The student historians at the Chapman Center use "Quick Reference Guide to Kansas: Lost-Found-Missing Towns and Places with Selected Trivia and Truths" by Melvin Bruntzel, Willard, as a guide to all the towns in Kansas. They also define a nearly forgotten town using a checklist of services that active towns should have, like a post office, grocery store, a viable school or a church, which is often the last thing to go, according to Lynn-Sherow.
"People will continue to go back to their hometown church," Lynn-Sherow said. "They will keep those congregations alive. Their final act of going home is to be buried in a cemetery next to the church where they grew up. Sometimes even the church is gone and all that is left is the cemetery. They may have lived somewhere else their entire adult lives and yet they still go home."

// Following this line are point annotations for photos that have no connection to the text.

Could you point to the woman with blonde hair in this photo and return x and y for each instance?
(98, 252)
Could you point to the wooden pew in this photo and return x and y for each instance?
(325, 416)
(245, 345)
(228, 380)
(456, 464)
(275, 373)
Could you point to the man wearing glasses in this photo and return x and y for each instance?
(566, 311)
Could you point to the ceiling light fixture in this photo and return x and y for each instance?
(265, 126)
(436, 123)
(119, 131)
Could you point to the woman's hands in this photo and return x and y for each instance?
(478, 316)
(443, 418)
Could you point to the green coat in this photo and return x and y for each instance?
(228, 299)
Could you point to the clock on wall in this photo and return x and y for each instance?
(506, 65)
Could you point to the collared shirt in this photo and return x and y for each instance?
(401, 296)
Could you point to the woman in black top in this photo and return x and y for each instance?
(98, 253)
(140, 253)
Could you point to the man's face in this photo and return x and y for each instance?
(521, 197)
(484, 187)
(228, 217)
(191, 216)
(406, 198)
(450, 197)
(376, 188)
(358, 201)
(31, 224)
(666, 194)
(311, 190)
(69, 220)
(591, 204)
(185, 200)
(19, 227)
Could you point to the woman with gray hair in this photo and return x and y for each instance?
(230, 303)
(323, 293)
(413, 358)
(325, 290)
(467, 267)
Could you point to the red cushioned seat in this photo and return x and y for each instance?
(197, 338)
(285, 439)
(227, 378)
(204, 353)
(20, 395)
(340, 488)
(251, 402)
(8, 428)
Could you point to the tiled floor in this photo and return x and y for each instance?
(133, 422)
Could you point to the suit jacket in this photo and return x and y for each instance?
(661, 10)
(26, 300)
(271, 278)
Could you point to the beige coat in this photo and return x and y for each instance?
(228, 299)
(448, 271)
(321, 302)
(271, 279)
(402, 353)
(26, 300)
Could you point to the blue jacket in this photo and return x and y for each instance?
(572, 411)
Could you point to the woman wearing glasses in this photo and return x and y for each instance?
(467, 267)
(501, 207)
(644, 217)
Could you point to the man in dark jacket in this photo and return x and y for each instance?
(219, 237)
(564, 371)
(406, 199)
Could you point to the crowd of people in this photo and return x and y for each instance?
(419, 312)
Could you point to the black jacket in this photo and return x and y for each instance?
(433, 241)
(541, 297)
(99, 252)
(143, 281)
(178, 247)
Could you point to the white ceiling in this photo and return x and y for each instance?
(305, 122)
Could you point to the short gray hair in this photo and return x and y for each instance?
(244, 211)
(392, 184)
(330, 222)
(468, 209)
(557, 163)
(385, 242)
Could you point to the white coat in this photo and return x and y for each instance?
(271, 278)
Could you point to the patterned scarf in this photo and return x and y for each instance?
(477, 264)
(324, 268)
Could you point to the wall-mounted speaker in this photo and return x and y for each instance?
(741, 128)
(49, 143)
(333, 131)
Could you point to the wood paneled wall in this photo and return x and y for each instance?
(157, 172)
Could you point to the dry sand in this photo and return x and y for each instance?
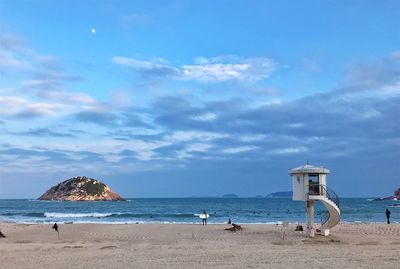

Mark Chapman, Kansas State University alumnus and donor, inspired the exhibit because he expressed concern that people would forget his hometown of Broughton, near Clay Center, after the Army Corps of Engineers condemned it for flood control in 1966. In response, the Chapman Center collected several years of student research about the town and made it into a full-length book by MJ Morgan, the center's research director. The book is available at the Discovery Center.
"After Mr. Chapman's unexpected death in 2014, I wanted to honor his amazing gift to the students of Kansas State University and to the region he cared so much about," Lynn-Sherow said. "The exhibit is dedicated to him and to the partnerships that have been forged between the students and local community members, who are featured in two student-produced films in the exhibit."
The exhibit also features aerial footage of Broughton from Kansas State University Polytechnic Campus faculty in the unmanned aerial systems, or UAS, laboratory, which will be a new partnership and research tool for the center. In addition, visitors can listen to a soundscape of what going home would have sounded like before automobiles. According to Lynn-Sherow, every bit of the research that went into these towns and the exhibit is from the students' priceless work.
"It creates fantastic intergenerational engagement opportunities," Lynn-Sherow said. "The people we interview love it because someone is listening to their stories. Students love it because they are discovering history on a more personal level while learning critical research skills."
As part of its mission to the history of rural Kansas, the Chapman Center digitizes important records, fragile films and photographic images for students to use in their research and to share with the public in an online archive. More than 100 Kansas State University students in various disciplines have contributed to the online research archive.